L’arrêt de la chambre criminelle du 26 novembre 2019 vient directement le confirmer en l’illustrant par une condamnation.

« la personne poursuivie du chef de diffamation après avoir révélé des faits de harcèlement sexuel ou moral dont elle s’estime victime peut s’exonérer de sa responsabilité pénale, en application de l’article 122-4 du Code pénal, lorsqu’elle a dénoncé ces agissements, dans les conditions prévues aux articles L. 1152-2L. 1153-3 et L. 4131-1, alinéa 1er, du Code du travail, auprès de son employeur ou des organes chargés de veiller à l’application des dispositions dudit code…pour bénéficier de cette cause d’irresponsabilité pénale, la personne poursuivie de ce chef doit avoir réservé la relation de tels agissements à son employeur ou à des organes chargés de veiller à l’application des dispositions du Code du travail et non, comme en l’espèce, l’avoir aussi adressée à des personnes ne disposant pas de l’une de ces qualités ».

En l’espèce, la salariée poursuivie avait adressé un courriel intitulé « agression sexuelle, harcèlement sexuel et moral » non seulement au directeur de l’association qui l’employait et à l’inspecteur du travail mais aussi à des cadres de l’association et au fils de l’auteur désigné des agissements.

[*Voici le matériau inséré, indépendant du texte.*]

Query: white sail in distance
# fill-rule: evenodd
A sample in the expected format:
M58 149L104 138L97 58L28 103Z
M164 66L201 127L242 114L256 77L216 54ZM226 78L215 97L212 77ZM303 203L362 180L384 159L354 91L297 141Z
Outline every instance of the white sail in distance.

La liste des destinataires excédant la limite du nécessaire, il en résultait que la dénonciation était redevenue passible de poursuites pour diffamation publique. 

  • En conclusion : quand et comment agir ?

Pas de diffamation possible si le salarié s’en tient aux membres de la direction, DRH/RRH, aux représentants du personnel ou encore à l’Inspection du travail. Seule la dénonciation calomnieuse est possible Diffamation possible si le salarié diffuse ses accusations auprès d’autres salariés, sur les réseaux sociaux ou auprès de clients.